BAG zum Gebot des fairen Verhandelns bei einem Aufhebungsvertrag
Ein Aufhebungsvertrag kann unter Verstoß gegen das Gebot fairen Verhandelns zustande gekommen sein. Ob das der Fall ist, ist anhand der Gesamtumstände der konkreten Verhandlungssituation im jeweiligen Einzelfall zu entscheiden. Das Bundesarbeitsgericht hat in seinem Urteil vom 24.02.2022 (BAG, Urteil vom 24.02.2022 – 6 AZR 333/21) entschieden, dass keine Pflichtverletzung gemäß § 311 Abs. 2 Nr. 1 in Verbindung mit § 241 Abs. 2 BGB vorliegt, wenn der Arbeitgeber den Abschluss eines Aufhebungsvertrags von der sofortigen Annahme seines Angebots abhängig gemacht hat.

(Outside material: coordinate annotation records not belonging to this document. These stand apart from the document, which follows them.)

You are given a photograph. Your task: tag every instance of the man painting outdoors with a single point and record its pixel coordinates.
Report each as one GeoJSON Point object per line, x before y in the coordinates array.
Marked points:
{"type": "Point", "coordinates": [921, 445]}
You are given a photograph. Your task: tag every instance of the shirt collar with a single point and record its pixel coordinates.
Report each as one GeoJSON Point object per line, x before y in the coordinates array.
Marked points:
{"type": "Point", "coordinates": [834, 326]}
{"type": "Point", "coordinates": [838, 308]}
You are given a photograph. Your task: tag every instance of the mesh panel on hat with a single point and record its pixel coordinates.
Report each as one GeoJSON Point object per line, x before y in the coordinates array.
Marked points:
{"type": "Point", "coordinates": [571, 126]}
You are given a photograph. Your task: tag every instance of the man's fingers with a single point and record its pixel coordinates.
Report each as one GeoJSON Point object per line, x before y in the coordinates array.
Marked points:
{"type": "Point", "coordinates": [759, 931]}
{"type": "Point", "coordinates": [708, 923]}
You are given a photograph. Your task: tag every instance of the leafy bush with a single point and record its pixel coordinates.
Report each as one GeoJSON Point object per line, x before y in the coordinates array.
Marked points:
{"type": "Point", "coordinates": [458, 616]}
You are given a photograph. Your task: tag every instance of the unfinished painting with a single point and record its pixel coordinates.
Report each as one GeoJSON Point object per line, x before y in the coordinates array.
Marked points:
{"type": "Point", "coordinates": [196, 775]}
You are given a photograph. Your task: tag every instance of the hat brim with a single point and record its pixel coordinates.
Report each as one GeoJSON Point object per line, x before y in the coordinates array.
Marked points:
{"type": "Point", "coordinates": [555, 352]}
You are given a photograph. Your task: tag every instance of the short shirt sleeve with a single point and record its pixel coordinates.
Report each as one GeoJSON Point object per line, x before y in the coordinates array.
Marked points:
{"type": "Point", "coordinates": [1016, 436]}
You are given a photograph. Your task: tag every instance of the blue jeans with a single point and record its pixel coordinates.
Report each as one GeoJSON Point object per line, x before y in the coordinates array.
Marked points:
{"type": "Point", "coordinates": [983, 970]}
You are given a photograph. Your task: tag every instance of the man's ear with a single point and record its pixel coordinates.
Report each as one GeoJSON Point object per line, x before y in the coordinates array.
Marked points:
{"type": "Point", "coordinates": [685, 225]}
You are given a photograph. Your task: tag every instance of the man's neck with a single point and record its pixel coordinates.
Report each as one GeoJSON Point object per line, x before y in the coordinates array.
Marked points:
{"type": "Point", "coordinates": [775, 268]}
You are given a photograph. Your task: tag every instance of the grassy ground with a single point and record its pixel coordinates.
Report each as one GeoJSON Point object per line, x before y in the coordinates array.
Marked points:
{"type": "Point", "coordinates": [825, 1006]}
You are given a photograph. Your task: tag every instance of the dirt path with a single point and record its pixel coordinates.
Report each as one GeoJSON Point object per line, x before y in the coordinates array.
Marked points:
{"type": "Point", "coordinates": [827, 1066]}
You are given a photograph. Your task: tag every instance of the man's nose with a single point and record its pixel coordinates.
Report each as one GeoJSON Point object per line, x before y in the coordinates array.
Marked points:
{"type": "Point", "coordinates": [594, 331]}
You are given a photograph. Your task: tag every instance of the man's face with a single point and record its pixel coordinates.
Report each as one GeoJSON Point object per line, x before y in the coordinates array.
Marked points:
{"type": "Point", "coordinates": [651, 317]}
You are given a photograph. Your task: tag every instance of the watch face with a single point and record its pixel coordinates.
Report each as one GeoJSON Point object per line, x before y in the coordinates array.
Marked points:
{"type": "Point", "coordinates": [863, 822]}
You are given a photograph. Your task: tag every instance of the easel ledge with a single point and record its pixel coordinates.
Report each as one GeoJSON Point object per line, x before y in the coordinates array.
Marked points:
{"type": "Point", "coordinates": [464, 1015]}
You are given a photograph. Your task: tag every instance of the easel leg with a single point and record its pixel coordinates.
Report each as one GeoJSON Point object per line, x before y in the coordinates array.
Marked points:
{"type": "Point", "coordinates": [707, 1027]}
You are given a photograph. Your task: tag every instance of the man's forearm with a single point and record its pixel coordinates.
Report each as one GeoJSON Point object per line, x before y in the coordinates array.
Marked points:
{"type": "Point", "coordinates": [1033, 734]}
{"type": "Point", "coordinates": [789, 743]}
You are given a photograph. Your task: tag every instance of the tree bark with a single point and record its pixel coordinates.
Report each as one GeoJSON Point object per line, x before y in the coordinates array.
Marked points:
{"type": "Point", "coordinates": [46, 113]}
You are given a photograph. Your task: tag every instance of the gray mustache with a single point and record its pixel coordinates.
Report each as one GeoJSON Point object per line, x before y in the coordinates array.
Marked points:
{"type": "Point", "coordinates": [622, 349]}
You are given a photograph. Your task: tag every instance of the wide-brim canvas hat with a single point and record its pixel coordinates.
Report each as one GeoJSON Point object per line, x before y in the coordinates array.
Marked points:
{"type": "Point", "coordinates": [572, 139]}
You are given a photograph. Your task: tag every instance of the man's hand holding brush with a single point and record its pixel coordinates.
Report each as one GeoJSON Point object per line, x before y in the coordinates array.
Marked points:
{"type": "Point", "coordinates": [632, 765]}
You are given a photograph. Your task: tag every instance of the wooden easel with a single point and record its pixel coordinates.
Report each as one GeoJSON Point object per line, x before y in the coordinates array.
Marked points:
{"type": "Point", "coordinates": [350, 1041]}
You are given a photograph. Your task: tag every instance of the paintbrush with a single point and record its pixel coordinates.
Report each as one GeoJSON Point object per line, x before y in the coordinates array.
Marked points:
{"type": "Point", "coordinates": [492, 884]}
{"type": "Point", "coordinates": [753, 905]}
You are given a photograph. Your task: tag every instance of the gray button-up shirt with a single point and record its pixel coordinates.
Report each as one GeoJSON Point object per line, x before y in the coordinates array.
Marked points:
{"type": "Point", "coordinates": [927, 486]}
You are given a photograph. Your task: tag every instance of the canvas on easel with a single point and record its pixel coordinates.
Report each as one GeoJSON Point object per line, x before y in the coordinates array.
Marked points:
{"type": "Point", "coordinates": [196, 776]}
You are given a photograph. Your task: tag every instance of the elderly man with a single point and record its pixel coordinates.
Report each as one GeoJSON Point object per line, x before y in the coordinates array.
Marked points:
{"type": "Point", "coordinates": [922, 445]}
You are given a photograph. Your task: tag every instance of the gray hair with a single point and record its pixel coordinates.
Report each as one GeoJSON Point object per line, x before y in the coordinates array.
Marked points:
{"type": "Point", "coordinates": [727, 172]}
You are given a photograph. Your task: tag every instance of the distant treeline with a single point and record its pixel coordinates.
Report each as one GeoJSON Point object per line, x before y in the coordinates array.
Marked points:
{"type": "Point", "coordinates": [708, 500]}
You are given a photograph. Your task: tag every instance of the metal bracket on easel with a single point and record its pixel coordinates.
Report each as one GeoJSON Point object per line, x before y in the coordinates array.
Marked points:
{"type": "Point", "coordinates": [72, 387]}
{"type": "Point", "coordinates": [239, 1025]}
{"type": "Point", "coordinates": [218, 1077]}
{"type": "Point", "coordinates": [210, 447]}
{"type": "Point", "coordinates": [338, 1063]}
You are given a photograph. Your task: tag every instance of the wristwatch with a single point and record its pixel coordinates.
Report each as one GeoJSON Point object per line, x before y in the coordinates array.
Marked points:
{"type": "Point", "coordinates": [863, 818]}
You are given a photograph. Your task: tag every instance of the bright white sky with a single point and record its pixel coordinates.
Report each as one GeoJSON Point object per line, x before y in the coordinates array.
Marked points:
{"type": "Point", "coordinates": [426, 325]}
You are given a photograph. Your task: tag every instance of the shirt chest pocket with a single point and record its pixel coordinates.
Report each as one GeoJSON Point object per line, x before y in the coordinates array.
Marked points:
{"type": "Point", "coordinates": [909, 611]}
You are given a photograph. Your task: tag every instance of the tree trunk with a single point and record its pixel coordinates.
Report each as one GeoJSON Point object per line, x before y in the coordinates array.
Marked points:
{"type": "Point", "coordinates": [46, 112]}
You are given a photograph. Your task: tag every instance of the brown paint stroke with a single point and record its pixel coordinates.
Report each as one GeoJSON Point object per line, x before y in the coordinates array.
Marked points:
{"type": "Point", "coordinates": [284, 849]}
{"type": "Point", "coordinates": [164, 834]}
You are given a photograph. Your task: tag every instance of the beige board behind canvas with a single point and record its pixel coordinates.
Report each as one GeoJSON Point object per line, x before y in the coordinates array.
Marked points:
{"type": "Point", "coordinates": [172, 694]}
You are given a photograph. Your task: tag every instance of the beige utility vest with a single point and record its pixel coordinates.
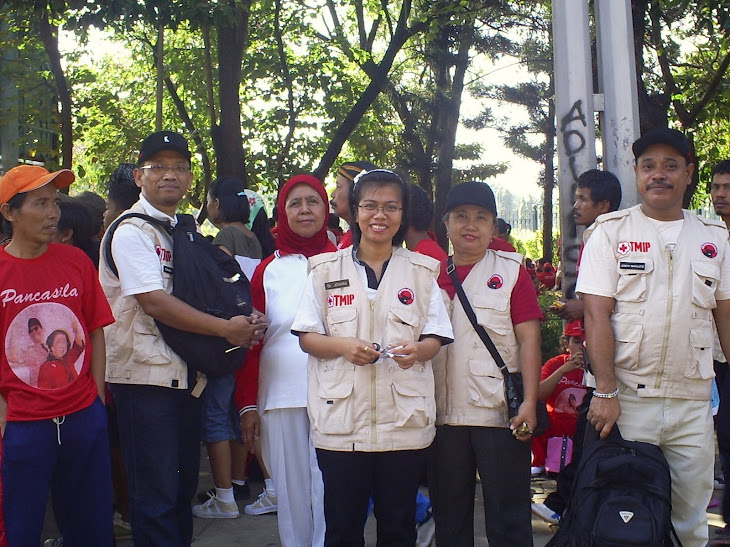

Zu entscheiden war über folgenden Sachverhalt: Die Parteien streiten über den Fortbestand des Arbeitsverhältnisses nach Abschluss eines Aufhebungsvertrages. Am 22. November 2019 führten der Geschäftsführer und der spätere Prozessbevollmächtigte der Beklagten, der sich als Rechtsanwalt für Arbeitsrecht vorstellte, im Büro des Geschäftsführers ein Gespräch mit der als Teamkoordinatorin des Verkaufs im Bereich Haustechnik beschäftigten Arbeitnehmerin und Klägerin. Gegenüber der Klägerin erhoben der Geschäftsführer und der Prozessbevollmächtigte den Vorwurf, die Klägerin habe unberechtigt Einkaufspreise in der EDV der Beklagten abgeändert bzw. reduziert, um so einen höheren Verkaufsgewinn vorzuspiegeln. Der Klägerin war zuvor nicht mitgeteilt worden, dass dieser Vorwurf Gegenstand des Gesprächs sein sollte.
Nach einer etwa zehnminütigen Pause, in welcher sowohl der Geschäftsführer als auch der spätere Prozessbevollmächtigte anwesend waren, unterzeichnete die Klägerin den von der Beklagten vorbereiteten Aufhebungsvertrag. Dieser sah unter anderem eine einvernehmliche Beendigung des Arbeitsverhältnisses zum 30.11.2019 vor. Hinzu kamen aber noch weitere Klauseln: Weiterhin sah der Arbeitsvertrag die Erteilung eines qualifizierten Zeugnisses vor und er sollte die Arbeitnehmerin weiterhin zum Stillschweigen über vertrauliche Angelegenheiten verpflichten. Eine Abfindung war hingegen nicht vorgesehen, allerdings eine umfassende Erledigungsklausel. Die Klägerin focht den Aufhebungsvertrag mit Erklärung vom 29. November 2019 wegen widerrechtlicher Drohung an. Mit ihrer Klage machte die Klägerin den Fortbestand des Arbeitsverhältnisses über den 30. November 2019 hinaus geltend. Sie hat behauptet, ihr sei für den Fall der Nichtunterzeichnung des Aufhebungsvertrags die Erklärung einer außerordentlichen Kündigung sowie die Erstattung einer Strafanzeige in Aussicht gestellt worden. Ihrer Bitte, eine längere Bedenkzeit zu erhalten und Rechtsrat einholen zu können, sei nicht entsprochen worden. Damit habe die Beklagte, so die Klägerin, gegen das Gebot fairen Verhandelns verstoßen. Das Arbeitsgericht hat der Klage stattgegeben, während das Landesarbeitsgericht sie auf die Berufung der Beklagten abgewiesen hat.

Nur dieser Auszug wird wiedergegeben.